A respeito desta questão, constatou-se que na maioria dos casos, em 20 propriedades, o sucessor recebe recursos financeiros pelo trabalho realizado, seja por meio de salário fixo, de comissões sobre a produção, de comissões sobre a venda de produtos, de divisão de lucros com o pai, ou ainda fica com a renda gerada pela atividade que gerenciam.

Nestas situações, os pais afirmam que o valor recebido proporciona a autonomia financeira do sucessor, podendo ele destinar o recurso para seus gastos pessoais ou utilizar de outra forma que achar conveniente, sendo que o valor recebido, segundo os entrevistados, ocasiona a independência financeira do sucessor.

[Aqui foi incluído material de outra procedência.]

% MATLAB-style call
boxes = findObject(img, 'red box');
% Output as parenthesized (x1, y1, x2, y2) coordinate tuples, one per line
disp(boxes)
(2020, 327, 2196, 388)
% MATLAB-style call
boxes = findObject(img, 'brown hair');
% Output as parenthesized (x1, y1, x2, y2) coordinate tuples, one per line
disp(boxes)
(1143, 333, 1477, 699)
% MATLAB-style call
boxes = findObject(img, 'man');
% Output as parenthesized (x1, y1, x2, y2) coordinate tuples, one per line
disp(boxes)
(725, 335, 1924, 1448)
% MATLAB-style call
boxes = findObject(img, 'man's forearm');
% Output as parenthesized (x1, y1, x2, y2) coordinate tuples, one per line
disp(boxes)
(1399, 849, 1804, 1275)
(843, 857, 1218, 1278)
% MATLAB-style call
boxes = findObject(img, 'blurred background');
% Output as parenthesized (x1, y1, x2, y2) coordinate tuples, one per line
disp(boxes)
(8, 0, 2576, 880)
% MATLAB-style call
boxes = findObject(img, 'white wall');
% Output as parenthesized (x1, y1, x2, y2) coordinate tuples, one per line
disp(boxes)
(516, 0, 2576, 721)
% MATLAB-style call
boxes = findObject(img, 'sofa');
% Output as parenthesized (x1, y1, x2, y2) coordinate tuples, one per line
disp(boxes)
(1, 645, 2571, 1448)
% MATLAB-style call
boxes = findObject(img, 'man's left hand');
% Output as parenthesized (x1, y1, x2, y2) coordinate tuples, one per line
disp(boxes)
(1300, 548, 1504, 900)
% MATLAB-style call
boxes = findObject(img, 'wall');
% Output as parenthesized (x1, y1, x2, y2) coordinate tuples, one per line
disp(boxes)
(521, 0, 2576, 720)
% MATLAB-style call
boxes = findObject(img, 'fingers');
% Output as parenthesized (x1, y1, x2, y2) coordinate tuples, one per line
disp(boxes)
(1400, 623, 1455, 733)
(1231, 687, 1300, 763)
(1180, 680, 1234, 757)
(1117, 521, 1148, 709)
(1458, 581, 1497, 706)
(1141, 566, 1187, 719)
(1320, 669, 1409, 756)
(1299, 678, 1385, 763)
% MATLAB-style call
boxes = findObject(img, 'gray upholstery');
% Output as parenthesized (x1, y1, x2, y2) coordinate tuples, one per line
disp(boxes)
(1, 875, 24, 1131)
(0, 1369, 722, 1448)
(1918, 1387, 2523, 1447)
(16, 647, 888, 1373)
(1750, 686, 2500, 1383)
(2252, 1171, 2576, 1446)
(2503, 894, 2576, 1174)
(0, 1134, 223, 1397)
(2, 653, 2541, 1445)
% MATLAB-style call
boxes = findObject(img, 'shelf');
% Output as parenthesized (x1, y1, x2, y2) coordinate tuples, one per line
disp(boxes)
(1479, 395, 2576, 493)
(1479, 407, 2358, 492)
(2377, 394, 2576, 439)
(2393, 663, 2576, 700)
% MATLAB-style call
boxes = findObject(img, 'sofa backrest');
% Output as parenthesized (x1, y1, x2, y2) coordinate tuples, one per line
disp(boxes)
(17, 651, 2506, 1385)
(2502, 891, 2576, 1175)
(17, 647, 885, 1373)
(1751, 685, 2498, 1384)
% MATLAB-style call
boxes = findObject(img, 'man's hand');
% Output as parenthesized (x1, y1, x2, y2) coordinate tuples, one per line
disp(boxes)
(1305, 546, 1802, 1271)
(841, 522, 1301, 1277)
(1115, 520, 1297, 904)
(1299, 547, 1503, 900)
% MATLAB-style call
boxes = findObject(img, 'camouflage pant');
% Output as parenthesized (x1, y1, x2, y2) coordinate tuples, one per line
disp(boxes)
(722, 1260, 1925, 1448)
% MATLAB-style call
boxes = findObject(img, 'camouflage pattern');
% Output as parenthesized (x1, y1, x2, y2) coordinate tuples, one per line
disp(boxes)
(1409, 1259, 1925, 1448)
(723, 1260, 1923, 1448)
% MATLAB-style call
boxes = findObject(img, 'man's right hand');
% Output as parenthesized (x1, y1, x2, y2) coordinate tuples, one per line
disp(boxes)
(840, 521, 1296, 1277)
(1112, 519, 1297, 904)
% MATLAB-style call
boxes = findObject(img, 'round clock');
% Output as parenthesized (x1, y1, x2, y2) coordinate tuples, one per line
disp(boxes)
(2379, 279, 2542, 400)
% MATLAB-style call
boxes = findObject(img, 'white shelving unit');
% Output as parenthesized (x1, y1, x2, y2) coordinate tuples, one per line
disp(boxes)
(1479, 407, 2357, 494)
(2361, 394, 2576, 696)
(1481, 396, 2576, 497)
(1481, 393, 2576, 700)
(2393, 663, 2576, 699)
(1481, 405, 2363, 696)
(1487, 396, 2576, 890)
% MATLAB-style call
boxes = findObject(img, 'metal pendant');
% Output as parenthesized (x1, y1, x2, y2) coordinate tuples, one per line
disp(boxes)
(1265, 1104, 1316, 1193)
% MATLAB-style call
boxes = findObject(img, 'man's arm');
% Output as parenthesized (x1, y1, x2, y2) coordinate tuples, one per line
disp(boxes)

Contudo, é preciso ponderar que a renda passa antes “pelas mãos dos pais”, que remuneram os sucessores a partir de acordos sobre a divisão dos lucros ou o fornecimento do salário.

Já em 11 propriedades, a gestão financeira fica a cargo do pai, que é o controlador da renda, remunerando o sucessor conforme a necessidade. Neste caso, os filhos recebem “mesada” ou recebem conforme com as demandas. A menção à remuneração na forma de “mesada” foi feita pelos entrevistados que têm os filhos ainda estudando (situação de três propriedades).

Em síntese, os sucessores que recebem renda por meio da divisão dos lucros ou de salários apresentam mais chances de receber mais recursos do que os sucessores que recebem dos pais conforme a necessidade. Este diferencial pode ocasionar, inclusive, a possibilidade de uma independência financeira dos sucessores, que podem investir em novos negócios voltados para a produção agropecuária ou não, ou até mesmo em seu bem-estar.

Fazendo uma relação entre gestão produtiva e gerenciamento de rendas, o estudo apontou que em 13 propriedades a gestão produtiva plena é do sucessor, com gerenciamento da renda obtida com as atividades. Em sete propriedades, a gestão produtiva é compartilhada entre pai e sucessor, porém com gerenciamento da renda pelo sucessor. Em quatro propriedades, a gestão produtiva é plena do sucessor, mas sem gerenciamento da renda, assim como em quatro propriedades a gestão produtiva é compartilhada entre pai e sucessor, com gerenciamento da renda pelo sucessor. Por fim, em três propriedades, a gestão produtiva é plena do pai, sem gerenciamento da renda pelo sucessor.

Segundo trabalhos de Brumer (2017), Spanevello et al. (2011) e Weisheimer (2019), a falta de autonomia dos filhos para executar tarefas na propriedade, sejam relacionadas à produção ou à gestão, acaba desestimulando-os a seguir na atividade. A posição de dependente do pai (que na visão dos filhos pode ser tecnologicamente ultrapassada), não permite que as novas gerações “experimentem” a aplicação de novas ferramentas de gestão e tecnologia. Esta condição é particularmente incômoda entre os jovens que passam por cursos técnicos ou cursos superiores e não encontram no pai receptividade para aplicar os novos conhecimentos na propriedade.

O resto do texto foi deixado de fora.